Yes. I would say, we really want to get you guys a little bit more focused on the margin outlook for the year, but I mean, I’ll try to talk direction landing. Clearly, we had a lot of temporary actions in 2020, they were – majority of them were in the second quarter. We did have some in the third and a little bit in the fourth. We put some structural cost actions in to give us some benefits in 2021 to help mitigate cost the absence of those temporary actions that we do. Now the structural cost actions are there, but as Rich mentioned, as volumes go up and you move back up cycle costs, some costs do come back in. We’ve got the inflation to deal with on the material side and some of the logistics, which I think the logistics challenges could persist through the first quarter, certainly. But then, incentive comp would be a negative as if we hit the guidance number, we’ll pay out a little bit more in for 2021 and we will work for 2020. So you couple that with ongoing cost reduction initiatives, looking to offset the material cost increases, looking to continue to streamline and implement lean principles, et cetera, it all kind of nuts to incrementals a little bit lower than what you might expect to see, otherwise, but still expanding margins from 2020 to 2021. And then lastly, on the pricing, when pricing is neutral, that’s a headwind and as history would tell us that we do have years like this on occasion where pricing is flat, when volumes moving up or revenues moving up.

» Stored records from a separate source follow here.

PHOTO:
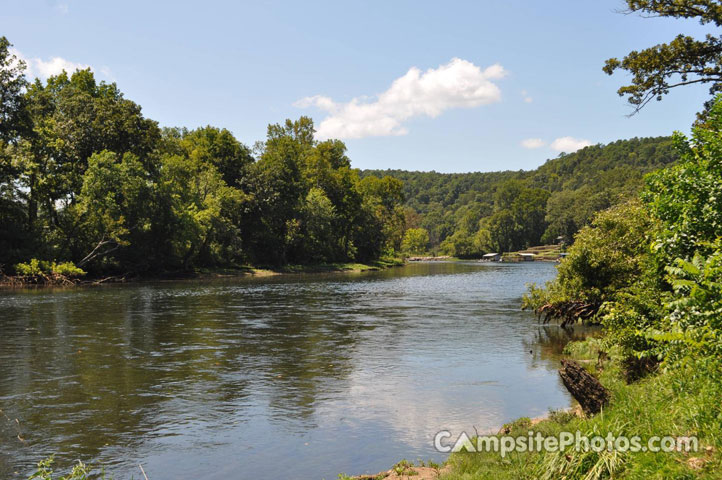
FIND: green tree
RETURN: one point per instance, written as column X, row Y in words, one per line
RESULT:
column 683, row 61
column 12, row 101
column 416, row 241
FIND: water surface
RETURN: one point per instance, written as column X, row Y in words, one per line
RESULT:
column 283, row 377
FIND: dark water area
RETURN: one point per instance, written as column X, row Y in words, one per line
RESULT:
column 294, row 377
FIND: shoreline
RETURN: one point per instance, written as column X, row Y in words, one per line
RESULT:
column 17, row 282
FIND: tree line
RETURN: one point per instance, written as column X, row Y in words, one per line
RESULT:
column 86, row 178
column 469, row 214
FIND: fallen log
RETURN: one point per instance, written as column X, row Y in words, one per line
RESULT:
column 584, row 387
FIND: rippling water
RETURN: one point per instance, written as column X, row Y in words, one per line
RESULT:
column 283, row 377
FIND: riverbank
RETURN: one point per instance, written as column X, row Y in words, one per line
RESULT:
column 230, row 272
column 679, row 404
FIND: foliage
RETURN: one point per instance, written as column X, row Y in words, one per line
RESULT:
column 655, row 268
column 80, row 471
column 683, row 61
column 416, row 241
column 470, row 214
column 37, row 267
column 679, row 403
column 86, row 178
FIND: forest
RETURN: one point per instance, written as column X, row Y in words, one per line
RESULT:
column 469, row 214
column 87, row 182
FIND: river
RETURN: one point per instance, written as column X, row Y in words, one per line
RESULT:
column 293, row 377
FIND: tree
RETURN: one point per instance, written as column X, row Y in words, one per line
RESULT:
column 416, row 241
column 218, row 147
column 13, row 123
column 12, row 101
column 682, row 61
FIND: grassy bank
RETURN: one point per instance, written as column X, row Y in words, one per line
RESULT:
column 50, row 279
column 679, row 403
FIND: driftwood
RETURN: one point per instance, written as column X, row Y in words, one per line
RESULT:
column 584, row 387
column 569, row 312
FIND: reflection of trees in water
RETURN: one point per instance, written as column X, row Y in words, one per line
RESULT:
column 108, row 368
column 548, row 342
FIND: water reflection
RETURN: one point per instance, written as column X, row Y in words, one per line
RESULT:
column 292, row 377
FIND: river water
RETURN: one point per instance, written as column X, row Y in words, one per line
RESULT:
column 293, row 377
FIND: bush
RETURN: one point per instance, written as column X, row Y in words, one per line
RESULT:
column 36, row 268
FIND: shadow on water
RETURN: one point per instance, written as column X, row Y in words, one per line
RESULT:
column 309, row 374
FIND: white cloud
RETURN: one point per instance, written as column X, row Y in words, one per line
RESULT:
column 457, row 84
column 569, row 144
column 37, row 67
column 532, row 143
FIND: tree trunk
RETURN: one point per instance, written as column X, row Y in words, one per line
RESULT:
column 584, row 387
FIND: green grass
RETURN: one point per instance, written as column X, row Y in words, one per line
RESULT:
column 682, row 402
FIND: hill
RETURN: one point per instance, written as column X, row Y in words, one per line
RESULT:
column 467, row 214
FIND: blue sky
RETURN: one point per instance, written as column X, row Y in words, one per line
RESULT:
column 407, row 84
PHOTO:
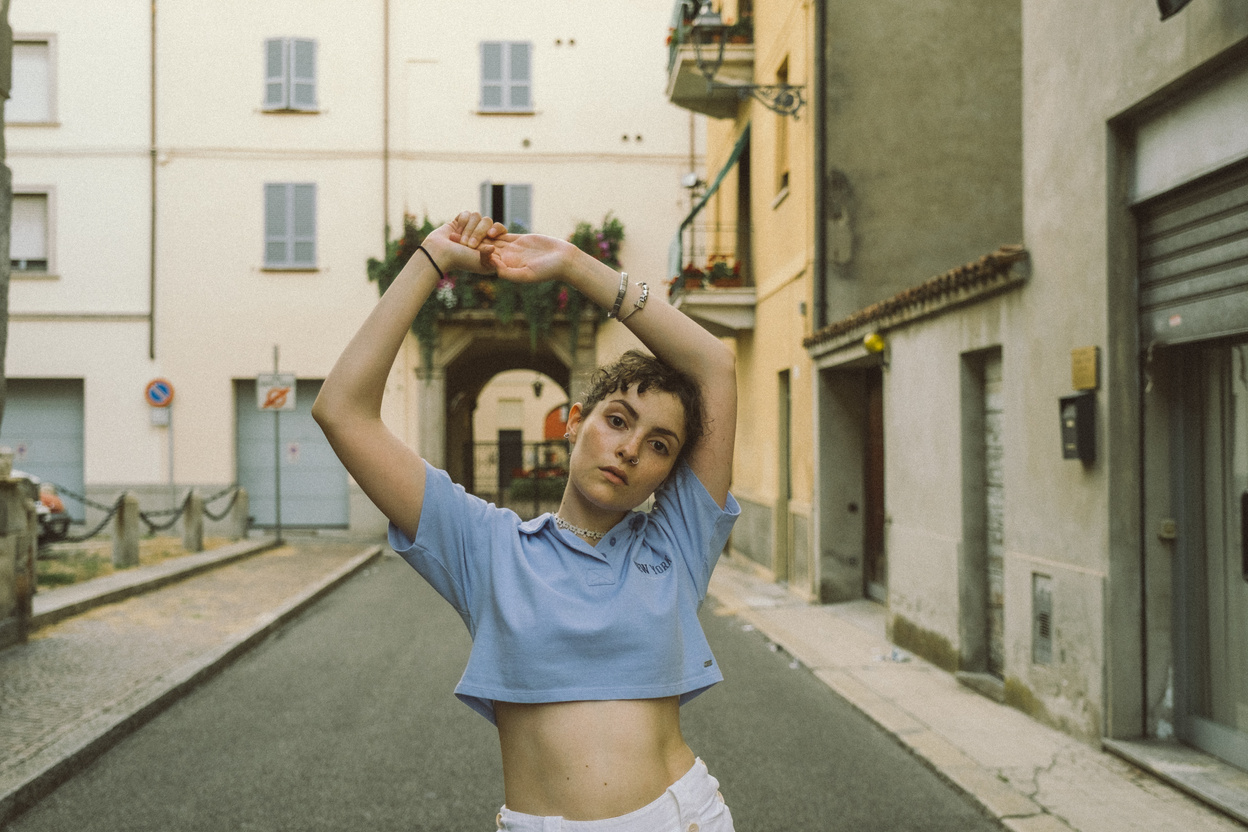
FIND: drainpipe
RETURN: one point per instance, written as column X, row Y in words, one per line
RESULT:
column 386, row 122
column 151, row 251
column 816, row 112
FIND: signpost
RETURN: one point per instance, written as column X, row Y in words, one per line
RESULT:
column 159, row 394
column 276, row 392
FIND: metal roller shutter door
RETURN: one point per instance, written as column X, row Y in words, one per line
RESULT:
column 313, row 480
column 43, row 424
column 1193, row 261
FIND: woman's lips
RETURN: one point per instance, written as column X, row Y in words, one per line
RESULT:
column 614, row 474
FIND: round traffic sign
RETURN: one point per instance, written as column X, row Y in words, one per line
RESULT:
column 159, row 393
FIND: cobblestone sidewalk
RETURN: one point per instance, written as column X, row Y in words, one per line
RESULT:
column 78, row 686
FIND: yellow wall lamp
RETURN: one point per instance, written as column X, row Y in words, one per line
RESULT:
column 876, row 344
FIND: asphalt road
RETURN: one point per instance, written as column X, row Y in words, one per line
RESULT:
column 345, row 720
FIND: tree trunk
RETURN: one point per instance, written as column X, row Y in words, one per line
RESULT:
column 5, row 195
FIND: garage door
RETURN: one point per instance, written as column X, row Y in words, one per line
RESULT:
column 313, row 480
column 1193, row 261
column 43, row 423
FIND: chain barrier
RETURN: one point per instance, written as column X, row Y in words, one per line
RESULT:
column 149, row 518
column 174, row 517
column 84, row 500
column 234, row 498
column 82, row 538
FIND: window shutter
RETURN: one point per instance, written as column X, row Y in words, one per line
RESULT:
column 492, row 76
column 30, row 100
column 302, row 74
column 519, row 77
column 303, row 225
column 276, row 61
column 518, row 207
column 275, row 226
column 29, row 230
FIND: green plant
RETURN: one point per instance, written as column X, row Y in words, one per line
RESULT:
column 548, row 488
column 541, row 303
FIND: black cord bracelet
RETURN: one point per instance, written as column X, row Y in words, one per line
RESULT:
column 432, row 262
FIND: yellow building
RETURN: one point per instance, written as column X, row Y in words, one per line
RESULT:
column 753, row 222
column 199, row 185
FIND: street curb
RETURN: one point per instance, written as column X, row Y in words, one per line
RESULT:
column 38, row 776
column 999, row 802
column 59, row 604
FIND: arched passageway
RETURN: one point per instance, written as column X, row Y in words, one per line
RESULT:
column 469, row 353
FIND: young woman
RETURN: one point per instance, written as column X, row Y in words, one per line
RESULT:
column 585, row 638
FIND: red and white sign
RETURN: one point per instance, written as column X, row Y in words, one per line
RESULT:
column 275, row 392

Now usually year two, as Rich said, usually no later than year two, when you’re repricing some contracts, you’re typically picking it up if not more than recapturing itself. You get to year two. We’ll have that benefit instead of comp can typically flatten out at some point as well. So and just looking at 2021, I mean, there’s a lot of pluses and minuses, the temporary actions are minus, the permanent actions are plus. We’ll see those – the permanent actions more front-loaded and then even out as they move through the year. But the net effects would be expanding margins for the full year. And as Rich said, Q1 will be a little bit lower than last year, just given some of the mix in and logistics headwinds. And then we would expect margins to improve in Q2 and Q3. And then with normal seasonality probably be down a little bit in Q4.